New Jersey Hospital Is the Costliest in the Nation


The most expensive hospital in America is not set amid the swaying palm trees of Beverly Hills or the luxury townhouses of New York’s Upper East Side.

It is in a faded blue-collar town 11 miles from Midtown Manhattan.

Based on the bills it submits to Medicare, the Bayonne Medical Center charged the highest amounts in the country for nearly one-quarter of the most common hospital treatments, according to a New York Times analysis of 2011 data, the most recent available. No other hospital was at the top of the price list more often.

Bayonne Medical typically charged $99,689 for treating each case of chronic lung disease, five times as much as other hospitals and 17 times as much as Medicare paid in reimbursement. The hospital also charged on average of $120,040 to treat transient ischemia, a type of small stroke that has no lasting effect. That was six times the national average and 24 times what Medicare paid.

For those prices, the quality of care at Bayonne Medical is no better — or worse — than that at most other New Jersey hospitals. In a 2011 state hospital quality report, Bayonne Medical scored only in the top 50 percent. But profits at the hospital, which was bankrupt in 2007, have soared in recent years, in part because it has found a way to turn some of those high billings into payments.
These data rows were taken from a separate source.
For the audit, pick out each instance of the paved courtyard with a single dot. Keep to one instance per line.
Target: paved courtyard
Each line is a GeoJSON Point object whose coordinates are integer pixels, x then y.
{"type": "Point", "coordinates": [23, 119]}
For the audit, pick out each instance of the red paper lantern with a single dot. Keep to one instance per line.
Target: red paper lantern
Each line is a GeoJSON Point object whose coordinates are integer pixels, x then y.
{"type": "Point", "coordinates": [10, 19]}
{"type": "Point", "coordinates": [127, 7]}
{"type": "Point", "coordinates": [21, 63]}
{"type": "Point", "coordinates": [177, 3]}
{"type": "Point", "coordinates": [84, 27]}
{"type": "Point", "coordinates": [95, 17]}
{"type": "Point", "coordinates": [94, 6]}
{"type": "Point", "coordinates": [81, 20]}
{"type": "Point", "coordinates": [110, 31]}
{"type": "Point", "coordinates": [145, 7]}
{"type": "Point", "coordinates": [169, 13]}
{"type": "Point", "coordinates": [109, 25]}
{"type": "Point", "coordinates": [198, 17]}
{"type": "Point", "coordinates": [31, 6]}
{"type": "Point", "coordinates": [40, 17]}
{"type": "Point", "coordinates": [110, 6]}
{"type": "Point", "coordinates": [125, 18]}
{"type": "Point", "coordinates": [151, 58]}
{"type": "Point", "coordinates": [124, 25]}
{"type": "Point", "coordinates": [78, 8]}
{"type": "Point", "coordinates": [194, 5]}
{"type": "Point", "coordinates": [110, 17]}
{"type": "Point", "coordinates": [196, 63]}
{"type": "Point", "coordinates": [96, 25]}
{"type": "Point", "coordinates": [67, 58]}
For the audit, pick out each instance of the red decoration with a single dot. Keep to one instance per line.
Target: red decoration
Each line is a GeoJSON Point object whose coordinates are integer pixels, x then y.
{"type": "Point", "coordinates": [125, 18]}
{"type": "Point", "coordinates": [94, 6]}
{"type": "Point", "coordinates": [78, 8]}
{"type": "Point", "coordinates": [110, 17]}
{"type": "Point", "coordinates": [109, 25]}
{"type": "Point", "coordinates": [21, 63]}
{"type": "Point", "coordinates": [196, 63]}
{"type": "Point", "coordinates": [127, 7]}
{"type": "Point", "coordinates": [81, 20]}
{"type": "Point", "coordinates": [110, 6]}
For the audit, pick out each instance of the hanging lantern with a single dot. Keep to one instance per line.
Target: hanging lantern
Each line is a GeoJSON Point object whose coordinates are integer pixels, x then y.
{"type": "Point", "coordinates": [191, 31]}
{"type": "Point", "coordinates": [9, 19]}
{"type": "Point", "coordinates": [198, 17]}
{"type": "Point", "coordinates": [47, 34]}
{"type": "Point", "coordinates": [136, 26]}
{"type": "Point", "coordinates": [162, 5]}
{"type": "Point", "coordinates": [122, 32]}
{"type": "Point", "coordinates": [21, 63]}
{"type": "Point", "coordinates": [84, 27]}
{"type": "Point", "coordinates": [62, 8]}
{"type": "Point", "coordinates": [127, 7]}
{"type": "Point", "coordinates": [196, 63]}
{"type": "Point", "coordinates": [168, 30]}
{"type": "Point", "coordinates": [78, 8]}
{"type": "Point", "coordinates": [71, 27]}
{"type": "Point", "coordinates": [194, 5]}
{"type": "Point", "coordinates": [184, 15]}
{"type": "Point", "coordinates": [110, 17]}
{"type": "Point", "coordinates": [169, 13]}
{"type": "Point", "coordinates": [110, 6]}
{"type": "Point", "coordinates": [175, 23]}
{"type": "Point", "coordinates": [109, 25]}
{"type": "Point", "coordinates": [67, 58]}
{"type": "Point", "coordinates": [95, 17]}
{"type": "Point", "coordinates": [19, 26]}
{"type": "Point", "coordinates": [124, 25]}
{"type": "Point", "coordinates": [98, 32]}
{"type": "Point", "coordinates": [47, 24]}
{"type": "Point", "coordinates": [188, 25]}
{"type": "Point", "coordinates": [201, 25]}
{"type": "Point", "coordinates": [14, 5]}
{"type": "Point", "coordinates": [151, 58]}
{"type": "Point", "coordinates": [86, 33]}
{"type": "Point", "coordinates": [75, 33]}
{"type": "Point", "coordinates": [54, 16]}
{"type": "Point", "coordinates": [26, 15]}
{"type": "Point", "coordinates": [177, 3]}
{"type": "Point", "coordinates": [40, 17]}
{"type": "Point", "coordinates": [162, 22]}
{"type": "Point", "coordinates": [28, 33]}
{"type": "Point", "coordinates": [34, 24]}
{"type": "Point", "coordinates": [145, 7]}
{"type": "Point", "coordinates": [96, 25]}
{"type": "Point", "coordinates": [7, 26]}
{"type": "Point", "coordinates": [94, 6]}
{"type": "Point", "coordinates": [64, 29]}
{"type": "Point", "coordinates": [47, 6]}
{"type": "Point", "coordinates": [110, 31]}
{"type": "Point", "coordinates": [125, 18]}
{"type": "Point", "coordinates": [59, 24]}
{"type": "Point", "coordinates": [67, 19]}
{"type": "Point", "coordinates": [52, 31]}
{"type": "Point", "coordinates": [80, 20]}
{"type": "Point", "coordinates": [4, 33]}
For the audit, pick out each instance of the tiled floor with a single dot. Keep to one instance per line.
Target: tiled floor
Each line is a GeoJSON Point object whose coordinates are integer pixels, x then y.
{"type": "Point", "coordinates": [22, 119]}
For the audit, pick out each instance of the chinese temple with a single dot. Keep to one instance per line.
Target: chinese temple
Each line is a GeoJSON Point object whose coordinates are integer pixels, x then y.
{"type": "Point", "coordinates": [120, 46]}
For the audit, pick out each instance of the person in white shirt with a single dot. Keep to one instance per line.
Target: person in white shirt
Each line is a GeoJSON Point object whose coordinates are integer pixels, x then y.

The increasingly contentious issue of hospital charges drew renewed attention last week when the federal government released Medicare data showing that facilities nationwide submitted widely divergent bills for the same treatments. And while the unassuming, six-story brick hospital here holds a notable place in those rankings, others stand out as well.

The midsize Crozer-Chester Medical Center in Upland, Pa., was the top biller in the country for urinary tract infections, while one prestigious Manhattan hospital, NYU Langone Medical Center, charged twice as much as the equally high-end NewYork-Presbyterian to implant a cardiac pacemaker. But Medicare considers the two New York hospitals so similar it pays them both about $20,000 for the procedure. The hospital industry is quick to say that the charges are irrelevant because virtually no one — private insurers, Medicare or even the uninsured — pays anywhere near those amounts. Medicare sets standard rates for treatments and insurers negotiate with hospitals. But experts add that the charges reflect decades of maneuvering by hospitals to gain an edge over insurers and provide themselves with tax advantages.

Until a recent ruling by the Internal Revenue Service, for instance, a hospital could use the higher prices when calculating the amount of charity care it was providing, said Gerard Anderson, director of the Center for Hospital Finance and Management at Johns Hopkins. “There is a method to the madness, though it is still madness,” Mr. Anderson said.

A close look at the finances of Bayonne Medical Center sheds light on how hospital pricing at the extremes may financially benefit an institution. The practices at Bayonne Medical also highlight a new financial strategy used by a small number of hospitals to increase their profits by “going out of network” — severing ties, and hence contractual agreements that limit reimbursement rates, with large private insurers.